Intersection

Why is Bilbo’s leading the smoking-law fight?

Free speech and ashtrays are worth fighting for

Aaron Thompson

Some of history’s greatest and worst revolutions have come out of the bar. From founding father Samuel Adams’ little tea party in Boston in the 1700s to Hitler’s unsuccessful Beer Hall Putsch in 1923, the bar has in many instances become the place where the flouting of overzealous authority is born.

Bilbo's photograph by Benjamen Purvis

So when local bar-and-grill chain Bilbo’s became the first target of the Nevada Clean Indoor Air Act and was forced to remove ashtrays and matches emblazoned with the Bilbo’s logo from bar tops, due to an injunction by District Judge Valerie Adair June 8, the neighborhood chain took up the fight.

“The basic reason we’re going through with the suit is because the law is unconstitutional,” says Bilbo’s attorney Bob Peccole.

According to Peccole, the injunction violates the bar’s First Amendment rights that apply toward methods of advertisement. The ashtrays and matchbooks, both of which have been removed due to the injunction, served as means for the bar to advertise its brand name, and are the focus of the pending civil suit filed by the Health District. In response, Bilbo’s filed a countersuit claiming that the injunction and the nonsmoking law not only violate free speech provisions, but also the bar’s due-process and equal-protection rights.

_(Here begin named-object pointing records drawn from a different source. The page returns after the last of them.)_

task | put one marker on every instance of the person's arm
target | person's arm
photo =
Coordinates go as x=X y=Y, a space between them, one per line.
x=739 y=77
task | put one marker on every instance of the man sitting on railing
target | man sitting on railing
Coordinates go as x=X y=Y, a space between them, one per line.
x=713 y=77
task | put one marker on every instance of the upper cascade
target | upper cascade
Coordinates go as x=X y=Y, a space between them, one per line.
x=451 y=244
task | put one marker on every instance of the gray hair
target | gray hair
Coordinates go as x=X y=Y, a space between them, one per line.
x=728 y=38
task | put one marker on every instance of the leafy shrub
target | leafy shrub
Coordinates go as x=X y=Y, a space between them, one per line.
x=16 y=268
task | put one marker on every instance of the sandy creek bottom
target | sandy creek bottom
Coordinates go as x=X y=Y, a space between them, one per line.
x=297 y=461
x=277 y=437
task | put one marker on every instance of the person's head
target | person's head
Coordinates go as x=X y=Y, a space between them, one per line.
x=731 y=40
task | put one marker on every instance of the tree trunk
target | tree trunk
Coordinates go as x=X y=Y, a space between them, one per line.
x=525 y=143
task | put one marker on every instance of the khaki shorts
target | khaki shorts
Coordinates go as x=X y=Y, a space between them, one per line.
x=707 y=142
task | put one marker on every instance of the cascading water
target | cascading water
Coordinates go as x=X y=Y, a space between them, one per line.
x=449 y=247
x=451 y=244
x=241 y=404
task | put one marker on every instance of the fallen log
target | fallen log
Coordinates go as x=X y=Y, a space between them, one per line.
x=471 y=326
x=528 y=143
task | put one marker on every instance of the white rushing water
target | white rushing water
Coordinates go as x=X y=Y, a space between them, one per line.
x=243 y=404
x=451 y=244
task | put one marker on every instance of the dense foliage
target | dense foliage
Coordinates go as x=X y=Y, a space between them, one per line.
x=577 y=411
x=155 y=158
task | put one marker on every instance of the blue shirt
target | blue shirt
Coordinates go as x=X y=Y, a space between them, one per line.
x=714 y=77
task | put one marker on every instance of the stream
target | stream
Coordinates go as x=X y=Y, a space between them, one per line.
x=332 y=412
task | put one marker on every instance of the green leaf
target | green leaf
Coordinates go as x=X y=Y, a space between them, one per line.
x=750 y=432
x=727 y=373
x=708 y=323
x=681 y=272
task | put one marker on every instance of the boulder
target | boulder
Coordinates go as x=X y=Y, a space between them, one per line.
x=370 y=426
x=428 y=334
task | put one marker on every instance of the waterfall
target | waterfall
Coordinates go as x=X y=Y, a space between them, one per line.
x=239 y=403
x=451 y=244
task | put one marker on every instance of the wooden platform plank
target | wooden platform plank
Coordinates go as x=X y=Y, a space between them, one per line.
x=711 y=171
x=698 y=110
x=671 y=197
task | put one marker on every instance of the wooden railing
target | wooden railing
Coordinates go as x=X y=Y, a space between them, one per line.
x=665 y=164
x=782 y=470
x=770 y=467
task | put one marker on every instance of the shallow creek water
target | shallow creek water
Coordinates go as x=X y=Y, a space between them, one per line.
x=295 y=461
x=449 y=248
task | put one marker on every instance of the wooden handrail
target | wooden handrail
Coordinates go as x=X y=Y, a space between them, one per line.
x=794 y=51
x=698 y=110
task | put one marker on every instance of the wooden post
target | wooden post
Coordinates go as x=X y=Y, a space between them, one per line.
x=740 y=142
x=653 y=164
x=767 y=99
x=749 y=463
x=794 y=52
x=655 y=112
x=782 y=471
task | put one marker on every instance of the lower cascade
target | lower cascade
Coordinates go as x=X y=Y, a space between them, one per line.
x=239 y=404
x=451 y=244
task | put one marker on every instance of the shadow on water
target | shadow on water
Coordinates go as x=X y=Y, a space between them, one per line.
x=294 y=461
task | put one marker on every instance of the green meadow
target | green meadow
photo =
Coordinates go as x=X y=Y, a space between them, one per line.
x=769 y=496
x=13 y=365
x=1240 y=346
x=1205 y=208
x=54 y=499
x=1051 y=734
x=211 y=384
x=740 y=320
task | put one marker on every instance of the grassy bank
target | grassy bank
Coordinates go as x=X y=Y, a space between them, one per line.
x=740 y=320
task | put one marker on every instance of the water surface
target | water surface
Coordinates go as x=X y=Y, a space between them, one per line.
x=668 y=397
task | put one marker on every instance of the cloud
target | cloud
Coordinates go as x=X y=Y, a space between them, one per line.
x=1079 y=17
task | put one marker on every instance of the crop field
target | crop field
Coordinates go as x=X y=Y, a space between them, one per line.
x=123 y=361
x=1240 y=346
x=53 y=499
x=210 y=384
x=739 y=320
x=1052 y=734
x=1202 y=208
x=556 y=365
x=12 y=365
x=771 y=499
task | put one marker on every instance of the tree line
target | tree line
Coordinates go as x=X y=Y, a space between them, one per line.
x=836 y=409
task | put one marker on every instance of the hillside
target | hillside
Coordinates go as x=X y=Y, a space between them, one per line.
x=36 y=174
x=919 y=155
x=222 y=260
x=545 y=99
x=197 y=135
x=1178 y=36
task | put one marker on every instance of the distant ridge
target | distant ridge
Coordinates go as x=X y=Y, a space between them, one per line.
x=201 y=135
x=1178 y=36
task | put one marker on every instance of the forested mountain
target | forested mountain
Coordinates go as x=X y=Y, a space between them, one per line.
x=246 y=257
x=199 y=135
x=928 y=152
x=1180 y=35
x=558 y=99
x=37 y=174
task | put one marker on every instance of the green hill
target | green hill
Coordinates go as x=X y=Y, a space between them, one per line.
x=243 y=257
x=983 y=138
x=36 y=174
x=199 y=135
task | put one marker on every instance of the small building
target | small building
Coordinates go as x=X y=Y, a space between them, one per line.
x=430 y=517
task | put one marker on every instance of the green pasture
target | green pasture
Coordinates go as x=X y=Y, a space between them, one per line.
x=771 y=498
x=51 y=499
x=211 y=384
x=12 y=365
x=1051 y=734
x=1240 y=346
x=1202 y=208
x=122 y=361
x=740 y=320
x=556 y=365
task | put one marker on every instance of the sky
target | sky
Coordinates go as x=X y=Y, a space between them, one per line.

“[The Clean Indoor Air Act] is a very poorly written law,” Peccole says. “If the courts apply the law as it is, it has to be stricken. It’s just a bad law for the public.”

And although Bilbo’s suit, and the pending Nevada Supreme Court case regarding the overall constitutionality of the Act, filed by the Nevada Tavern Owners Association, will be resolved in court, the fight, as it were, started in the bar. And will ultimately end there.